Showing posts with label 1. Stretching Basics. Show all posts
Showing posts with label 1. Stretching Basics. Show all posts

Sunday, January 27, 2008

You stand taller, look thinner,and your body works its best

Correct posture not only makes you look taller and thinner, but also it allows your body to perform the way it was meant to. What’s more, good posture aids dramatically in facilitating free and effective breathing.
The main enemy of good posture however is tight muscles! Stretching can help you correct muscular imbalances that lead to incorrect skeletal alignment. One cause of this kind of imbalance is using one side of your body more than the other. Times that you may do this include

* Carrying your toddler on the same side of your body
* Carrying your briefcase in the same hand everyday
* Wearing your shoulder bag on the same shoulder
* Sleeping on the same side
* Using the same shoulder to cradle the phone while you’re talking
* Using the same arm to put around your sweetie on a date

Such chronic imbalances can rob you of energy and efficiency in movement, or even result in back pain. So switch it up, and stretch regularly to help balance out these bad habits. Also be sure to stand up straight!

You can twist farther and feel looser

Over time, muscles naturally tend to shorten and become tight. So as you age, your ability to fully utilize movement in your body becomes compromised. Think about it: If a muscle is already in a chronically shortened state, then it can never attain its full power potential when you try to contract it because it’s already semicontracted. A tight muscle limits your range of motion, and you can easily hurt yourself.
A few words to live by: Don’t eat seafood in a month without an “R” in it, let sleeping dogs lie, and a tight muscle is a weak muscle. Ignore any of these time-tested maxims at your peril, and chances are, one way or another, you’re going to get bitten. Stretching increases your ability to function daily — called functional flexibility. This flexibility helps dramatically increase the range of motion in your joints, which enhances your performance in your chosen sport and helps in your everyday life by making it possible for you to reach higher or lower, bend farther, and reduce nagging aches and pains from tight, tense muscles.
Lack of functional flexibility can make small everyday movements annoying and even painful.
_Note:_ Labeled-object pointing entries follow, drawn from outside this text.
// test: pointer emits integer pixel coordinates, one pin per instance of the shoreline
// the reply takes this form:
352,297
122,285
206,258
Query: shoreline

You help nip injuries in the bud

Numerous studies claim that stretching exercises increase flexibility and decrease the severity of injuries and the time it takes to recover from an injury. Stretching can actually reduce the chance of being injured in the first place, too!
Stretching reduces muscle sprain or joint strain in case of accidental overstretching of muscles or joints when engaging in sports or other physical activities. In short, although nothing can prevent injury completely, stretching can be a very low-cost, long-term insurance policy for your body — whether you engage in sports or not.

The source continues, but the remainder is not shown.